28 Şubat elbette takvimlerden bir gün… Ama 1997’nin aynı gününde bu ülkede yaşananlar, 28 Şubat’a özel bir anlam yüklememizi gerektiriyor. Çok yeni nesil bilmez artık. O dönemki nesilden birçoğu da unuttu zaten… Hafıza-i beşer nisyan ile ma’lül ya; o yüzden… Bunu da keşfetmiş insan zekâsı… Siyasi miyopi demiş mesela… Unutturmak istemeyenler var. Bir de inkâr edenler elbet… Destek olanları da not etmek lazım. İlla da, mağdur taraftan gözükenleri… (şükür onlardan hesap soruluyor şimdi… Herkes bu taraftayken onlar karşı taraftaydı… Kendileri şimdilerde FETÖ olarak biliniyor kamuoyunda…)
Egemen güçler içerideki gönüllü maşalarıyla kedinin fareyle oynadığı gibi oynuyor. İblis gibi aynı şeyde ısrar etmiyor. Bilvesile yeni bir yöntem ve yeni maşalarla te’dip ediyor düşmanlarını… Yani bizi… İşte 28 Şubat böyle bir şey… Başbakanın ifadesiyle kardeşi 15 Temmuz da…
Demokrasi ağızlarda pelesenk olmuştur, ama demoklesin kılıcı da sürekli tepesinde sallandırılır halkın… Sırtından sopayı eksik etmez bir başka deyişle… Aslında ortalıkta demokrasi filan yoktur. Oyalanır işte kuru kalabalıklar, çocuğun oyuncakla oyalandığı gibi… Ağzına bir parmak bal çalınanlar da derin bir sessizlik içerisindeler... Kalabalıklar ellerindeki oyuncaklarla oyalanırken oligarklar deveyi amuduyla götürür de o kalabalıklar bedel ödeneceği zamana kadar aklını başına devşirmez. 28 Şubat da böyle…

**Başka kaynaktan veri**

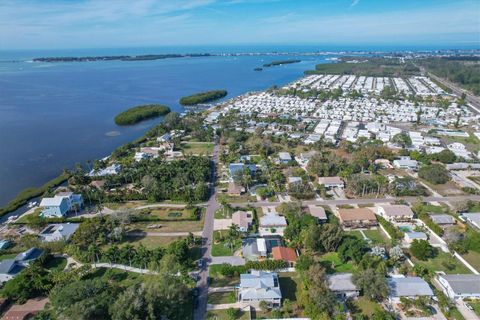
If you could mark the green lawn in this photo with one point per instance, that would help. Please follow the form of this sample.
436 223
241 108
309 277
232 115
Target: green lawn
289 282
221 247
222 314
56 264
332 263
377 236
355 234
364 306
473 258
439 263
221 297
205 148
218 280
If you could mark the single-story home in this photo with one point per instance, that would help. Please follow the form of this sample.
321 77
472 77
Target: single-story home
331 182
342 286
415 235
443 219
272 224
58 232
408 287
473 218
405 163
235 189
460 285
284 157
398 213
286 254
357 218
254 248
10 268
258 286
243 220
318 212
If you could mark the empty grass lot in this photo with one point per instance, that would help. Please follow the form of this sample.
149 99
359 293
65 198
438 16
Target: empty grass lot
203 148
439 263
332 263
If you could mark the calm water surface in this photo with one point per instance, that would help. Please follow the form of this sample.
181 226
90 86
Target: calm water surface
53 115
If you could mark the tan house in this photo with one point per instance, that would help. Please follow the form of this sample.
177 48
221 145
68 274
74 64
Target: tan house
331 182
242 219
357 218
397 213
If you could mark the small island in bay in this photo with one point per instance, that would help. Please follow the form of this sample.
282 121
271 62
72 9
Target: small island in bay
280 62
203 97
139 113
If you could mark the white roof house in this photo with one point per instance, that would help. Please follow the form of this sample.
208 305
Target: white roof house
460 285
260 286
408 287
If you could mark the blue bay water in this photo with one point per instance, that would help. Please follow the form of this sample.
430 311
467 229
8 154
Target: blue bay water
53 115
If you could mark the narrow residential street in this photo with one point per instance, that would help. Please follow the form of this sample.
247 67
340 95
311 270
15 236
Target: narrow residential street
207 235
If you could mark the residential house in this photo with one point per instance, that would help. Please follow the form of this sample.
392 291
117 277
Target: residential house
272 224
342 286
331 182
10 268
58 232
405 163
60 204
473 218
235 189
284 158
254 248
461 286
110 170
318 212
357 218
242 219
235 168
443 219
408 287
286 254
258 286
395 213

Meşru hükümet gönderildi, dış destekli işbirlikçiler işbaşına gelip, 2001’de o malum kriz yaşandığında kalabalıklar ne olup bittiği hakkında fikir sahibi olabildi. “Olanda hayır vardır” diye bir söz vardır. Olan post modern darbe-muhtıra idi ama, bıçak kemiğe dayandığından darbeciler mızrağı çuvala sığdıramıyordu ve tasfiye süreci başladı. Hayır olan da buydu herhalde…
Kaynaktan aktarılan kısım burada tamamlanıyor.